7. Without external cues such as the sun, people attempting to walk in a straight line tend to walk in circles (the accompanying image shows he paths of two participants, PS and KS, attempting to walk in a straight line in an unfamiliar forest on a cloudy day). One idea is that most individuals have a tendency to turn in one direction because internal physiological asymmetries, or because of differences between legs in length or strength. Souman et al. tested for a directional tendency by blindfolding 15 participants in a large field and asking them to walk in a straight line. The numbers below are the median change in direction (turning angle) of each of the 15 participants measured in degrees per second. A negative angle refers to a left turn, whereas a positive number indicates a right turn.
-5.19, -1.20, -0.50, -0.33, -0.15, -0.15, -0.15, -0.07, 0.02, 0.02, 0.28, 0.37, 0.45, 1.76, 2.80.
a. Draw a graph showing the frequency distribution of the data. Is a trend in the mean angle suggested?
b. Do people tend to turn in one direction (e.g. left) more on average than the other direction (e.g right)? Test whether the mean angle differs from zero.
c. Based on your results in part (b), is the following statement justified? "People do not have a tendency to turn more in one direction, on average, than the other direction." Explain.

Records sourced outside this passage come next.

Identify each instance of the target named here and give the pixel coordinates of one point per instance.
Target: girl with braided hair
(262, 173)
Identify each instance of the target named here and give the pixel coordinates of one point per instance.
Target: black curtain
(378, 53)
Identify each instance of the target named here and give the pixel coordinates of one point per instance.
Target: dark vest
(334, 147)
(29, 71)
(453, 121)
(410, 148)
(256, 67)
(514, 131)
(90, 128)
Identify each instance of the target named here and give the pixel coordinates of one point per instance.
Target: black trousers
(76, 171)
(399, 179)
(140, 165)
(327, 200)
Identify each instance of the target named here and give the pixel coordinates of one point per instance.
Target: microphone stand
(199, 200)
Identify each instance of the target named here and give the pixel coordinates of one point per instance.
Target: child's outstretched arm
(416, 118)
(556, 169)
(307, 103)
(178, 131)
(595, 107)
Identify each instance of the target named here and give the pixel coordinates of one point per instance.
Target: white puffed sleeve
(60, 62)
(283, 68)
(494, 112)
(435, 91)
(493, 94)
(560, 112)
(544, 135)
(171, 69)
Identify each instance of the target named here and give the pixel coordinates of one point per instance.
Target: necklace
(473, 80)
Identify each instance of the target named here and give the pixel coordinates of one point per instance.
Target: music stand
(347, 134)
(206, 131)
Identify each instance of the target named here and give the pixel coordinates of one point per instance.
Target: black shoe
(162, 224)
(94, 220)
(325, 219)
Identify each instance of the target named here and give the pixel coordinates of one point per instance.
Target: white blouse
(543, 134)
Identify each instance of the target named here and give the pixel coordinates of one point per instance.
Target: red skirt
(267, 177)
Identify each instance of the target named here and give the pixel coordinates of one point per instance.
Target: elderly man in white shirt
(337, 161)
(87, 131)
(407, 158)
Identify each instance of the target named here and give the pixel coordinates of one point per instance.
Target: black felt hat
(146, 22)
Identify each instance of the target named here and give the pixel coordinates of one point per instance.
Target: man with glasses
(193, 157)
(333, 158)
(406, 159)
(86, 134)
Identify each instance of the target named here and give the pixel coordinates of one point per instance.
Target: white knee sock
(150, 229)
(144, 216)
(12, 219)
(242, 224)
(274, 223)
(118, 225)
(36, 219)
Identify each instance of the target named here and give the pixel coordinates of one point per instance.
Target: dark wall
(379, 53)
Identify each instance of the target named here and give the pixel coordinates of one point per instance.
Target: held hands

8. Functionally important traits in animals tend to vary little from one individual to the next within populations, possible because individuals that deviate too much from the mean die sooner or leave fewer offspring in the long run. If so, does variance in a trait rise after it becomes less functionally important? Billet et al. (2012) investigated this question with the semicircular canals (SC) of the inner ear of the three-toed sloth. Sloths move very slowly and infrequently, and the authors suggested that this behavior reduces the functional demands on this SC, whish usually provide information on angular head movement to the brain. Indeed, the motion signal from the SC to the brain may be very weak in sloths as compared to faster moving animals. The following numbers are measurements of the ratio of the length to the width of the anterior semicircular canals in seven sloths. Assume that this represents a random sample.
1.53, 1.06, 0.93, 1.38, 1.47, 1.20, 1.16
a. In related, faster-moving animals, the standard deviation of the ratio of the length to the width of the anterior semicircular canals is known to be 0.09. What is the estimate of standard deviation of this measurement in three-toed sloths?
b. Based on these data, what is the most plausible range of values for the population standard deviation in the three-toed sloth? Does this range include the known value of the standard deviation in related, faster moving species?
c. What additional assumption is required for your answer in (b)? What do you know about how sensitive the confidence interval calculation is when the assumption is not met?